BONACCINI, RUMORS SU UNA POSSIBILE CANDIDATURA A SEGRETARIO DEL PD

Stefano Bonaccini, il Presidente della regione, potrebbe essere il prossimo segretario nazionale del Partito Democratico. Una iniziale ipotesi che sta prendendo sempre più piede


Il governatore dell’Emilia potrebbe partecipare alle primarie contro il presidente del Lazio Nicola Zinfaretti. Ricandidato alla guida dell'Emilia-Romagna tra un anno, ma anche "pronto a dare una mano" per il rilancio del Pd. Non si scioglie ancora, non del tutto, il dilemma sul bis Stefano Bonaccini in viale Aldo Moro.
Va detto che il presidente sta lavorando per concludere al meglio il mandato in Regione. Solo nelle ultime settimane sono arrivati almeno due colpi ad effetto, l'abolizione del superticket sanitario e la gratuita' dei bus per i pendolari dei treni.

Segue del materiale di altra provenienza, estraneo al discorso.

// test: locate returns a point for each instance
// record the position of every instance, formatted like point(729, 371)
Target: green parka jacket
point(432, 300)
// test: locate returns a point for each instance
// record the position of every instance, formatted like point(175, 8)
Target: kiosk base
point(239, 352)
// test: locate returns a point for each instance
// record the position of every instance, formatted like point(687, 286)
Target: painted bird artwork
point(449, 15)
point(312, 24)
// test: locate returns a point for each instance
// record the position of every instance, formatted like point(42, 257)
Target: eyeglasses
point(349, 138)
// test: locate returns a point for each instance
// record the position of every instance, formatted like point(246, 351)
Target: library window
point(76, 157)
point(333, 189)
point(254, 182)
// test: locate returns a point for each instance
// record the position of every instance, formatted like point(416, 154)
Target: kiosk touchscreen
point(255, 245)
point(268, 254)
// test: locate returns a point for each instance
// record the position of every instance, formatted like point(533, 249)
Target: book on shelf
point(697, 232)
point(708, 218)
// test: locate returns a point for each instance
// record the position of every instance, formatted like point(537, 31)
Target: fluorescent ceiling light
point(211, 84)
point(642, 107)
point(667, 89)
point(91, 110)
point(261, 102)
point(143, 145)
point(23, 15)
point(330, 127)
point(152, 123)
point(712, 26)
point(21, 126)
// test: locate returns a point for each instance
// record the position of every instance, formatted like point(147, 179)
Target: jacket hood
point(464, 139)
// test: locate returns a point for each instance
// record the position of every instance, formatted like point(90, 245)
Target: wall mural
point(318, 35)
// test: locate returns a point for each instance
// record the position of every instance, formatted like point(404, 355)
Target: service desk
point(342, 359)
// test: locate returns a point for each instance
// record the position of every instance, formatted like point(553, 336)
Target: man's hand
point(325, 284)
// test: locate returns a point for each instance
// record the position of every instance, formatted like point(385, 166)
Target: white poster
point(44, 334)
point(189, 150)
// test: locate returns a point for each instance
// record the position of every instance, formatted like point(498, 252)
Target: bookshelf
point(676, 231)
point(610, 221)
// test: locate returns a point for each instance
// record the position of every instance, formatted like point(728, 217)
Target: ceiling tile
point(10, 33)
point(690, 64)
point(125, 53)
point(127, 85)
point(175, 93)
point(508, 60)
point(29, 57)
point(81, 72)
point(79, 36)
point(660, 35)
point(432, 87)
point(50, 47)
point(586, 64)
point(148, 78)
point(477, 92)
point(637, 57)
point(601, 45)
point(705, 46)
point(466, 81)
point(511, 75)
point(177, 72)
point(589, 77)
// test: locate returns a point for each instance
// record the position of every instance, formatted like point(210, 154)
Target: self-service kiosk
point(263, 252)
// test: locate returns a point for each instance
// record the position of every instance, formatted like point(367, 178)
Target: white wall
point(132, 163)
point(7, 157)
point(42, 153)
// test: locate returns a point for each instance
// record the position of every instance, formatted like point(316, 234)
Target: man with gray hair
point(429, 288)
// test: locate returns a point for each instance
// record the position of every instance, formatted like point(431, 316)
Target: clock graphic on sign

Scelte che hanno fatto parlare le opposizioni di una campagna elettorale anticipata: senz'altro possono lasciare intravedere una amministrazione intenzionata ad arginare l'emorragia di consensi emersa alle ultime tornate elettorali. Pero' da Roma tornano prepotenti i rumors su una possibile candidatura di Bonaccini come segretario nazionale Pd, gli ultimi oggi sulle colonne di "Repubblica". Una occasione che secondo chi conosce bene Bonacciniil governatore non si lascerebbe sfuggire, nel caso si concretizzasse per davvero. Il punto e' che forse il nodo e' destinato a non sciogliersi immediatamente e in Emilia-Romagna i dem tremano. Poter contare sul presidente uscente, oltretutto in una elezione che non prevede ballottaggio, e' considerato essenziale in casa democratica. A poco piu' di un anno dal voto, inoltre, non si vedono alternative 'forti' all'altezza e in caso di scelte diverse da parte di Bonaccini il timore e' quello del caos, in un momento in cui le certezze per i dem sono ai minimi storici. Non a caso le parole con le quali Bonaccini aveva confermato il suo bis in Regione il 28 giugno scorso erano state accolte con grande sollievo ("un'ottima notizia") dal segretario regionale Pd Paolo Calvano, che in questi mesi sta cercando di traghettare verso i congressi un partito ferito anche dalla sconfitta di Imola. Il timore nel centrosinistra e' che lo schema a 'tenaglia' che ha condannato i dem in diverse citta' emiliano-romagnole possa riprodursi anche alle regionali dell'autunno 2019. Di fronte ad una per ora solo teorica alleanza elettorale tra Lega e 5 stelle le speranze del Pd di conservare l'Emilia-Romagna sarebbero ridotte al lumicino. Anche se per ora anche il solo centrodestra a traino Lega sarebbe un'insidia fortissima.